Path: utzoo!utgpu!jarvis.csri.toronto.edu!mailrus!bbn!jr@bbn.com
From: jr@bbn.com (John Robinson)
Newsgroups: gnu.emacs.bug
Subject: Re: replace-regexp
Message-ID: <38638@bbn.COM>
Date: 13 Apr 89 18:13:12 GMT
References: <8904130343.AA05725@starbase>
Sender: news@bbn.COM
Reply-To: jr@bbn.com (John Robinson)
Distribution: gnu
Organization: BBN Systems and Technologies Corporation, Cambridge MA
Lines: 66
In-reply-to: israel@STARBASE.MITRE.ORG (Bruce Israel)

In article <8904130343.AA05725@starbase>, israel@STARBASE (Bruce Israel) writes:
>
>   From: mailrus!sharkey!itivax!umich!zip!spencer@purdue.edu  (Spencer W. Thomas)
>
>   In some article loic%axis_d@axis.axis.fr writes:
>
>   >   (replace-regexp "^." "" ())
>   >   It empties my buffer !
>   >   It should skip to the next new-line.
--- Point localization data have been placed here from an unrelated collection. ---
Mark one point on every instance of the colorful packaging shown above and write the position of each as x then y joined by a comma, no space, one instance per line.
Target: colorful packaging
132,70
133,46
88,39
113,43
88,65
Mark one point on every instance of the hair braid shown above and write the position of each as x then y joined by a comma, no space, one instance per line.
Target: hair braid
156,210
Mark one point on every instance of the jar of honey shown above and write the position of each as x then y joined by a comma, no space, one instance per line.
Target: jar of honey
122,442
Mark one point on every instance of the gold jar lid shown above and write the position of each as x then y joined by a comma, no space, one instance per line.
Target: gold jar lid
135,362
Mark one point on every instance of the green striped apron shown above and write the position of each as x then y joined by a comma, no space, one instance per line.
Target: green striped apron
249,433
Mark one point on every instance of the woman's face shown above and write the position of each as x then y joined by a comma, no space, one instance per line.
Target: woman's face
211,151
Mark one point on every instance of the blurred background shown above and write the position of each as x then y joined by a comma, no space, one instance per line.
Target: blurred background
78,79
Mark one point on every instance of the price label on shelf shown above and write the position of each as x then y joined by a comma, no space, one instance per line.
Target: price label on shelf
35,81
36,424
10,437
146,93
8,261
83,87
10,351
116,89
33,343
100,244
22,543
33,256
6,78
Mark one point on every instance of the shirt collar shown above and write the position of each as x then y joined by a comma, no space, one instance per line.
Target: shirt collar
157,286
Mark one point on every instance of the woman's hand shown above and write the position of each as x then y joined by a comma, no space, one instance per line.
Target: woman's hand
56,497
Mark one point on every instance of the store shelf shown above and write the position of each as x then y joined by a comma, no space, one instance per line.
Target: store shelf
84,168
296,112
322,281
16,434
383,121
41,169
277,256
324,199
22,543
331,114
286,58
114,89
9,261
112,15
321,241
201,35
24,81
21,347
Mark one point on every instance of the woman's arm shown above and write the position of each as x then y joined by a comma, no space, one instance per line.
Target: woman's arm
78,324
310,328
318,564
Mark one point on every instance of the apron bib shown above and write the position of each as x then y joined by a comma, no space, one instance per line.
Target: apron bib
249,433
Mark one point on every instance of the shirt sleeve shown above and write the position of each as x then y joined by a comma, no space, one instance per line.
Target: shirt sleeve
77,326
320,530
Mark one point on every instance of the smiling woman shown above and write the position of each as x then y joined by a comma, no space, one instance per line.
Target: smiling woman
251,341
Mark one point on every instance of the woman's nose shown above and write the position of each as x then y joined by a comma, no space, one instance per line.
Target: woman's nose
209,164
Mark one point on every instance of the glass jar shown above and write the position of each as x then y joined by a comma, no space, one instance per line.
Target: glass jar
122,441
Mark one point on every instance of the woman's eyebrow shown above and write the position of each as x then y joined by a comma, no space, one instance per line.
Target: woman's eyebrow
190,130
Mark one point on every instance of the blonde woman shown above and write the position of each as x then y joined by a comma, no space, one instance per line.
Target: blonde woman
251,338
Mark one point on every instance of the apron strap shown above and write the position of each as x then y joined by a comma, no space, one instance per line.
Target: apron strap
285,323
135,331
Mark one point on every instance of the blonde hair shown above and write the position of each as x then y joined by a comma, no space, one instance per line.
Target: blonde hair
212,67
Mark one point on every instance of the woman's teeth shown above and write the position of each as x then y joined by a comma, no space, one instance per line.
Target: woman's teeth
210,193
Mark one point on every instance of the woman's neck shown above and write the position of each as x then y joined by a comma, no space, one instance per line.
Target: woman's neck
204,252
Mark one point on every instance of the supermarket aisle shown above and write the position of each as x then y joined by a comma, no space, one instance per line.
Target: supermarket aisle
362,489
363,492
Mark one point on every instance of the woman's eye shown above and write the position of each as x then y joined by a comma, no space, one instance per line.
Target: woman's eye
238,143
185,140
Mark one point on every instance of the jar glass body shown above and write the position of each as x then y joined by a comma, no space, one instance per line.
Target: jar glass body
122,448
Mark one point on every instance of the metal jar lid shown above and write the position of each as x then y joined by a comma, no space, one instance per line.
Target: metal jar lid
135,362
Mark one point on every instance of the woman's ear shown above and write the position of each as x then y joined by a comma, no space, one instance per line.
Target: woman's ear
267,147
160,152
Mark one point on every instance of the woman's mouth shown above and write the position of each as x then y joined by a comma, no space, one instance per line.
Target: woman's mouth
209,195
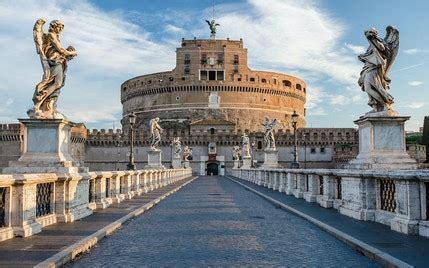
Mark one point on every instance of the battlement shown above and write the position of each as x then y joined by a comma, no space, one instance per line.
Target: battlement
307,136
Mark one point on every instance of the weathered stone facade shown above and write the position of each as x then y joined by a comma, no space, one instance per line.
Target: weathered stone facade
212,81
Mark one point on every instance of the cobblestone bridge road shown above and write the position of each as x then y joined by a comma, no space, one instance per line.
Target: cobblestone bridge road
215,222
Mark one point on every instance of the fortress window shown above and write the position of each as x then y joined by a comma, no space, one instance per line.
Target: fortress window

Don't you think so ?
>
>   Well, no.  Emacs is a character-oriented editor, NOT a line-oriented
>   editor.  Would you want it to skip to the next line after each
>   replacement if the strings were (say) "abc" and ""?  
>
>No, it shouldn't skip to the next line, but it SHOULD skip past the
>previously matched string.  i.e. replacing "foo bar" with "foo" should not
>change "foo bar bar " to "foo", it should become "foo bar".  A replacement
>should not be re-run on the results of the replacement.  Effectively, a
>replace-<whatever> should look like it found all non-overlapping occurences
>of the search item first, and then did the change second.  For a similar 
>example, should the null op (replace-string "a" "a") be an infinite loop?

But it did skip past the previously matched string.  The problem is in
the semantics of "^" in regexps.  When point is at the beginning of a
line, which side of the "^" is it on?  I think you are arguing that
before the replace starts, the point on the left of it (to pick up the
match on the first line), but after the first replace, point is on the
right of it (to avoid repetition).  I can see the logic for this
semantics.  The character-orientedness isn't really the problem, it is
the precise semantics of the non-character "^".  From info:

`^'     
     is a special character that matches the empty string, but only if at
     the beginning of a line in the text being matched.  Otherwise it fails
     to match anything.  Thus, `^foo' matches a `foo' which occurs
     at the beginning of a line.
     
This would have to change to:

`^'     
     is a special character that matches the empty string, but only if at
     the beginning of a line in the text being matched.  Otherwise it fails
     to match anything.  Thus, `^foo' matches a `foo' which occurs
     at the beginning of a line.  Once a `^' has been matched in a
     repeated search, it will fail to match the beginning of the same
     line.

Or some such.  I find it very hard to express this idea.  Maybe
something more along the lines of "when a search starts, the beginning
of each line is found and the first character on each line, if any, is
marked.  These characters are the only ones that will match in the
position following a `^' in a search pattern until the completion of
the repeated search."

I find the original concept more powerful and elegant.  Once you
change the behavior, getting the original behavior back would be a lot
more tedious as well.  You'd want a way to re-mark the beginnings of
all lines or soemthing.  Or two varieties of `^'...

Enough rambling...
--
     

/jr
jr@bbn.com or bbn!jr
C'mon big money!